Superior Tribunal de Justiça
Revista Eletrônica de Jurisprudência
Nº 7
RELATOR : MINISTRO ROGERIO SCHIETTI CRUZ
AGRAVANTE : REGINALDO BENACCHIO REGINO
ADVOGADO : EUGÊNIO CARLO BALLIANO MALAVASI E OUTRO (S)
AGRAVADO : MINISTÉRIO PÚBLICO FEDERAL
EMENTA
PENAL. PROCESSUAL PENAL. AGRAVO REGIMENTAL NO AGRAVO EM RECURSO ESPECIAL. CRIME CONTRA A ORDEM TRIBUTÁRIA. INÉPCIA DA DENÚNCIA. DESCRIÇÃO FÁTICA SATISFATÓRIA. SÚMULA N. 83 DO STJ. PROLAÇÃO DE SENTENÇA. EXERCÍCIO DO CONTRADITÓRIO E DA AMPLA DEFESA RESPEITADO EM SUA PLENITUDE. AGRAVO REGIMENTAL NÃO PROVIDO.
1. A jurisprudência desta Corte Superior entende que a descrição satisfatória do fato na denúncia, que propicie o exercício do contraditório e da ampla defesa, conforme ocorre nos autos, afasta a inépcia da petição inicial. Entendimento aplicável aos crimes societários.
2. A superveniência da sentença penal condenatória torna esvaída a análise do pretendido reconhecimento de inépcia da denúncia, isso porque o exercício do contraditório e da ampla defesa foi viabilizado em sua plenitude durante a instrução criminal.
3. Agravo regimental não provido.
ACÓRDÃO
Vistos e relatados estes autos em que são partes as acima indicadas, acordam os Ministros da Sexta Turma, por unanimidade, negar provimento ao agravo regimental, nos termos do voto do Sr. Ministro Relator. Os Srs. Ministros Nefi Cordeiro, Ericson Maranho (Desembargador convocado do TJ⁄SP), Maria Thereza de Assis Moura e Sebastião Reis Júnior (Presidente) votaram com o Sr. Ministro Relator.
Brasília (DF), 04 de agosto de 2015
Ministro Rogerio Schietti Cruz
RELATOR : MINISTRO ROGERIO SCHIETTI CRUZ
AGRAVANTE : REGINALDO BENACCHIO REGINO
ADVOGADO : EUGÊNIO CARLO BALLIANO MALAVASI E OUTRO (S)
AGRAVADO : MINISTÉRIO PÚBLICO FEDERAL
RELATÓRIO
O SENHOR MINISTRO ROGERIO SCHIETTI CRUZ:

REGINALDO BENACCHIO REGINO agrava de decisão na qual neguei provimento ao agravo em recurso especial, com base na incidência do disposto nas Súmulas n. 7 e 83 do STJ.

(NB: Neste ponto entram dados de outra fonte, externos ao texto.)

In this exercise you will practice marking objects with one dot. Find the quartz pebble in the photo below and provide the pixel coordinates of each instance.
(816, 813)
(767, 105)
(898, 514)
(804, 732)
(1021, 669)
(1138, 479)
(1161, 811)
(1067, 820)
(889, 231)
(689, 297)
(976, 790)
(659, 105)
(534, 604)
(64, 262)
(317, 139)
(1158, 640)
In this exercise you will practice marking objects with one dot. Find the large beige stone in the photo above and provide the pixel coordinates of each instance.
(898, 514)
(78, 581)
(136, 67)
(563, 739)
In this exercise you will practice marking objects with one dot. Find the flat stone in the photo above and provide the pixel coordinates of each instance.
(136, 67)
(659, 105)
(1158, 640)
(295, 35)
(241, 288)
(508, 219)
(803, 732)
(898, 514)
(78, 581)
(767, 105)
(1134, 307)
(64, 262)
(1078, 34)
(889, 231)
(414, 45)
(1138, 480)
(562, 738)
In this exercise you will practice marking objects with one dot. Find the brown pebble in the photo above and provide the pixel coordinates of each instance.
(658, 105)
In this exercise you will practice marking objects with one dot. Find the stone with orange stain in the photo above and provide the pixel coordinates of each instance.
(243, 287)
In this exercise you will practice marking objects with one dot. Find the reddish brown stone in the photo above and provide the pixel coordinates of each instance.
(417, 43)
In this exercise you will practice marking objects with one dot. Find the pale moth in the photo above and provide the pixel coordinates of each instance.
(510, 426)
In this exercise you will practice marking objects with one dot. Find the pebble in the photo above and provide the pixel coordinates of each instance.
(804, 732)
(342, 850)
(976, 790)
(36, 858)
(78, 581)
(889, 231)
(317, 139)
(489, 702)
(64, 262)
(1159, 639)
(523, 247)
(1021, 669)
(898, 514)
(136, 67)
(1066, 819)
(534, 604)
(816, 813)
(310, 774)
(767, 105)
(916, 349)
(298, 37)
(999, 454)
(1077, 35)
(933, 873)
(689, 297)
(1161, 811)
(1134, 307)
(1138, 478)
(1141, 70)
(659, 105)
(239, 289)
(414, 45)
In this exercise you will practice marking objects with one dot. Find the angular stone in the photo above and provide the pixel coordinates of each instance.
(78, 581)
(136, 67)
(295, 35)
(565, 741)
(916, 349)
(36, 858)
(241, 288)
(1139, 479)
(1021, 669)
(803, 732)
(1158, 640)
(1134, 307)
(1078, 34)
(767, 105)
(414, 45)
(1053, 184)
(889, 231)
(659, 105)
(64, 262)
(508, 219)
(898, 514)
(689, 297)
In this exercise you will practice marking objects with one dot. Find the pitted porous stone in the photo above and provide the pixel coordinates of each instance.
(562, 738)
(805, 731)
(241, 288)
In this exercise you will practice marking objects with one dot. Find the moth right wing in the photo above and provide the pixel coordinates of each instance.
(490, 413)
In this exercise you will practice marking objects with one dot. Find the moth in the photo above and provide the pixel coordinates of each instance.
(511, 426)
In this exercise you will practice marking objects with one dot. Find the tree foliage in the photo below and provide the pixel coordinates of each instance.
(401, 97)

Nas razões deste agravo regimental, sustenta, novamente, a inépcia da denúncia, ao argumento de que "não houve a descrição da conduta e participação do agravante, pois a denúncia ministerial se pautou exclusivamente na chamada responsabilidade objetiva para tanto" (fl. 1.012).

Afirma que a prolação da sentença não impede a análise da alegada inépcia da denúncia, por ser nulidade absoluta, que afeta o próprio édito condenatório, além de ter sido arguída em momento oportuno.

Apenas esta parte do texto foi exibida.